Sally and I decided that we would take MARTA to the Fox instead of drive; it should save time and frustration for the driver. While waiting for the train I began to observe the people around me. Truly a diverse group of individuals. There were people from every ethnic group. There were people with hats and saggy pants heading to some venue in Atlanta, and people in suits and suitcases in hand running for the airport. All these people on one train heading somewhere. When we arrived at the North Avenue Station, we were met by a homeless man (he told me he was homeless) who offered us directions to the Fox and then asked for some cash to help him eat. We passed people, my heavens tons of people, as we walked to find a place to eat. In the restaurant we were placed in the front at the big window overlooking the corner of Peachtree and Ponce de Leon. Oh my, the people who streamed by; again, the world passed before our eyes. People with green hair and no hair. People covered in body art and people not covering their body with much. All moving fast, headed to someplace important.
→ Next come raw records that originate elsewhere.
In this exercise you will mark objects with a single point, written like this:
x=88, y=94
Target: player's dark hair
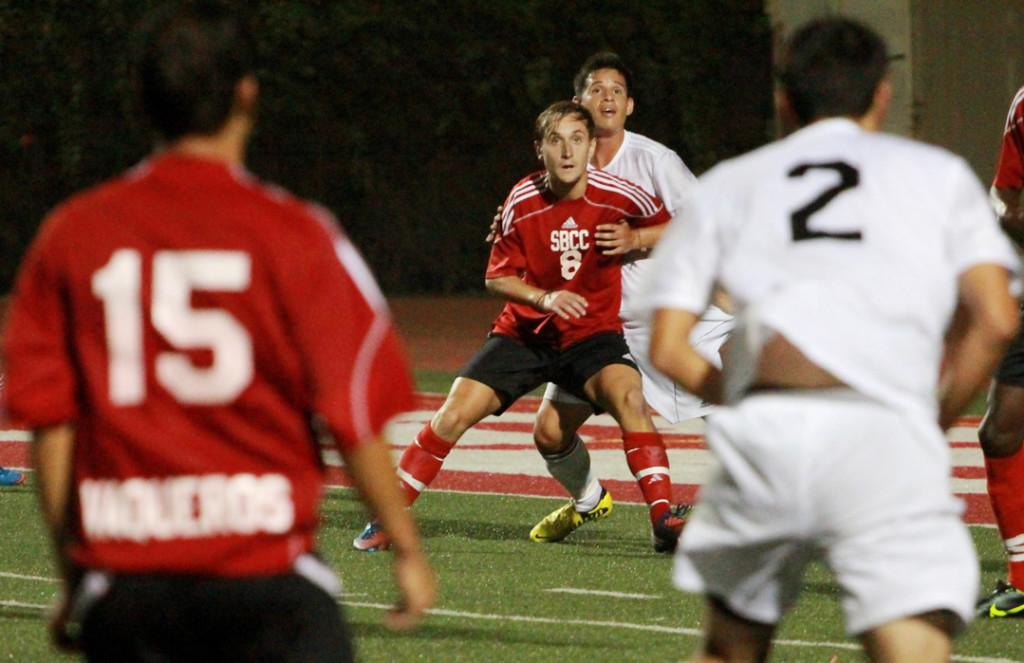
x=554, y=113
x=188, y=60
x=603, y=59
x=830, y=68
When we got to our seats at the Fox we were surrounded by hundreds of people. Sally had been concerned with how to dress for the theater for a matinee, but we discovered in 2014 it really doesn't matter. The same people from outside were inside with us. There were suits and cocktail dresses to T-Shirts and baseball caps. The mass of humanity ... the children of God.
Yes, I began to see each one as children of God (sorry, I am a preacher) heading somewhere important and hoping to find some time of rest and peace from the hectic, judgmental world. For a few minutes I saw these people as God sees them. I was blessed to see my family. Oh, to have all of these under the one roof of the Church like they were under the stars at the Fox.
Back out on the street with the masses we moved forward to find our way, and I felt the power of God moving us toward God's heart and open arms for every single one of us.
What a great gift my son gave us! I think he helped teach me a lesson.
Thank you to Julie Boone and the congregation at McKendree for allowing me to preach today in the midst of their stewardship series. Great work, Terri Hoye and Janet Sligar, for planning and bringing forth a great afternoon at the Blue Cell Group Charge Conference Celebration. You all rocked!